Da der Evaluationsbericht noch nicht allen Gesprächsteilnehmern vollständig vorlag, haben wir mit den Verantwortlichen nur das weitere Vorgehen verabreden können: Es wird sowohl in Berlin als auch in Dembi Dollo ein Entwurf einer Übereinkunft entworfen, um mit allen Beteiligten möglichst zeitnah zu einer schriftlich fixierten Übereinkunft zu kommen.
Außerdem ist uns sehr daran gelegen, Hilfsempfänger zusammen mit der Sozialarbeiterin aufzusuchen, sie in ihrem häuslichen Umfeld zu erleben und ihren Geschichten zuzuhören. Die Sozialarbeiterin organisiert diese Besuche zuvor. Manchmal finden die von uns erbetenen Gespräche auch in ihrem Büro statt.
Solche Besuche gab es auch in diesem Jahr in Dembi Dollo, vor allem aber in Chanka, wo Mitglieder der Gemeindeleitung, unsere Hausbesuche vorbereitet hatten, uns begleiteten und für uns dolmetschten.
Bald nach Beginn unserer Gemeindepartnerschaft gab es ein Gespräch mit dem damaligen Synodenpräsidenten Teferi Berkesa, in dem er uns deutlich machte, dass wir bei unseren Aktivitäten vermeiden müssten, dass es in den Nachbargemeinden von Chanka Neid gäbe wegen unserer Projektkooperation.

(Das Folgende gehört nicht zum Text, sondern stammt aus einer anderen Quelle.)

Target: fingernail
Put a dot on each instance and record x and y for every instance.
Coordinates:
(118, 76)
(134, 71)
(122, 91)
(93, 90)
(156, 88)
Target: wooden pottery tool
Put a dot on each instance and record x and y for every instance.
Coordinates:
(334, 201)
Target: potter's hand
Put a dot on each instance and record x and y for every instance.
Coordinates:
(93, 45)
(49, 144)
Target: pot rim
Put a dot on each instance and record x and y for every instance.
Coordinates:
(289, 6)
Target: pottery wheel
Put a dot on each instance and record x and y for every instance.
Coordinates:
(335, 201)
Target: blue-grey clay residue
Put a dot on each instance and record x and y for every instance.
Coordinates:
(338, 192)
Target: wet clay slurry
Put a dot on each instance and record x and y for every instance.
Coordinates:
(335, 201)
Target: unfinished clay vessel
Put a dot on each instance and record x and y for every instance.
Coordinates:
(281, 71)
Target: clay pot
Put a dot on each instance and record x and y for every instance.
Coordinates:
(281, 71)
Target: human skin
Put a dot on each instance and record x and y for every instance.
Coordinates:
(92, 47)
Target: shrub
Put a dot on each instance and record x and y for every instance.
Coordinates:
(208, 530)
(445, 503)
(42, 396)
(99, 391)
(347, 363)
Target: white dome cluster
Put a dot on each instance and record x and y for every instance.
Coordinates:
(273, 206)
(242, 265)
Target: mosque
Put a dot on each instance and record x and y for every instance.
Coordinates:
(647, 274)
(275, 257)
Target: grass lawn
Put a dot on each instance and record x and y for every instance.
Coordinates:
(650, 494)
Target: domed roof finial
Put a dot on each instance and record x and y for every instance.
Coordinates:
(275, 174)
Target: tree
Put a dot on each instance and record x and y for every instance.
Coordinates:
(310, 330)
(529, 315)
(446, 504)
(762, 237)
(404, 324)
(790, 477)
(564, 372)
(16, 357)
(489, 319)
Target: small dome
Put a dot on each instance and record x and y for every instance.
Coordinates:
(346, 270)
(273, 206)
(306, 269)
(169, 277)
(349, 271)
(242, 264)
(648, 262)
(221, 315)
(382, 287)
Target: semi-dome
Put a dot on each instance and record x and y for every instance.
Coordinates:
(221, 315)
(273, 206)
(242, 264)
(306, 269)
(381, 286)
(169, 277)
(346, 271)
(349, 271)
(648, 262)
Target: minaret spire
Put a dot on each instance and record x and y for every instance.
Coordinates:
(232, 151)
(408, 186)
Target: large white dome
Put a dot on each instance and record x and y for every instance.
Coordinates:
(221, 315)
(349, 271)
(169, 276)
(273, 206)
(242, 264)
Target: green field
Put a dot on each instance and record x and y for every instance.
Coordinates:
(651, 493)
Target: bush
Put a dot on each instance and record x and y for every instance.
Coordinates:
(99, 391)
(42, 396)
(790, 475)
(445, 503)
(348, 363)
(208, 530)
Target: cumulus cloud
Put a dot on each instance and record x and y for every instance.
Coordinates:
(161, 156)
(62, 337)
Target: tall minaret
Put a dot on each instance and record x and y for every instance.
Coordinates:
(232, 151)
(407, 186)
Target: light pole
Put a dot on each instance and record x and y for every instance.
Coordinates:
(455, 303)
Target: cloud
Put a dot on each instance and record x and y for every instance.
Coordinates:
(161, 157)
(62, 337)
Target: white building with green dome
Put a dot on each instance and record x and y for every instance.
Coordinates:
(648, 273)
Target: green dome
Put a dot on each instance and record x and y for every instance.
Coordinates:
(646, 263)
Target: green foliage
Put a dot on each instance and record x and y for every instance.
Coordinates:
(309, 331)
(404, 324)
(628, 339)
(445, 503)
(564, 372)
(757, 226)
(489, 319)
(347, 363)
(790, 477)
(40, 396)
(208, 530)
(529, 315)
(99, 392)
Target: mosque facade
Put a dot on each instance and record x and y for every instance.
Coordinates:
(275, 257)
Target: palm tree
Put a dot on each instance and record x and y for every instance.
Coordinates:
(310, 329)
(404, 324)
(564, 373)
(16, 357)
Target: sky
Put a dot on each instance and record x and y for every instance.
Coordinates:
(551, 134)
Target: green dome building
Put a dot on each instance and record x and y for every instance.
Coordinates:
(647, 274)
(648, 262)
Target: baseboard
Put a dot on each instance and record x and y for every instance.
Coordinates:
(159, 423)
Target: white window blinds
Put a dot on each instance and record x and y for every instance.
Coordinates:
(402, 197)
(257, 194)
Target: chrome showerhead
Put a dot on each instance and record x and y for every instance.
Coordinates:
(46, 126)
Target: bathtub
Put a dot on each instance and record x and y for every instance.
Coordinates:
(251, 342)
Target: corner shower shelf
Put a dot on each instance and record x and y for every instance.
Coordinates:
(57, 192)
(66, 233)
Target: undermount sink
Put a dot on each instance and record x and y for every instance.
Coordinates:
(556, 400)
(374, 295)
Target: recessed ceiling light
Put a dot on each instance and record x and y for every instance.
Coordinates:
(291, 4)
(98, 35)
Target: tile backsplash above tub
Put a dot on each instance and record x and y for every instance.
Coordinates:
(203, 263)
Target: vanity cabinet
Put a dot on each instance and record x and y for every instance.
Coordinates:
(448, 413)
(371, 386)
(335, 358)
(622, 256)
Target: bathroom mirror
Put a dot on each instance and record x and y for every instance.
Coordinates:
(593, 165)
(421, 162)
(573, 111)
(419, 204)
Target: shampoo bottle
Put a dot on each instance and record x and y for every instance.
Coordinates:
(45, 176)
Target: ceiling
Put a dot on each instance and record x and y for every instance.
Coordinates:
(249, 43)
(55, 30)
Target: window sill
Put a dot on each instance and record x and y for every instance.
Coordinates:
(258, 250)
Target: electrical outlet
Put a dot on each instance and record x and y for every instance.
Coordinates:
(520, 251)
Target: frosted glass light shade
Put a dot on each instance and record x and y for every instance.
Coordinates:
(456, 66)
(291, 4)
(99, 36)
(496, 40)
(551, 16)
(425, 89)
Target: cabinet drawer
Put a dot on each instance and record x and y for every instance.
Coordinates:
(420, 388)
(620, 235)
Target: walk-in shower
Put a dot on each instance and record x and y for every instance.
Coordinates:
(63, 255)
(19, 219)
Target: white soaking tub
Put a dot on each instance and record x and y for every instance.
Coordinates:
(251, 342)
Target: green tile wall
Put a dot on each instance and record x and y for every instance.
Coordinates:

Wir haben dann damals verabredet, als Projektpartner den Kirchenkreis (presbytery) Dale Wobera statt der Gemeinde Chanka zu unterstützen. Das haben wir auch einige Jahre so gehandhabt, dass wir in jedem Jahr für ein anderes Projekt der Presbytery Geld gesammelt haben bei unseren sommerlichen Benefizkonzerten.
Später entschlossen wir uns, uns nur auf das Aids-Waisen-Projekt zu konzentrieren, statt jedes Jahr ein neues Projekt an unsere Spender heranzutragen. Es gab im Territorium der WWBS auch so viele Betroffene, dass diese Konzentration sinnvoll war. Diese Mittel flossen auch nicht nur in eine Gemeinde, sondern in das Gebiet der ganzen Landeskirche.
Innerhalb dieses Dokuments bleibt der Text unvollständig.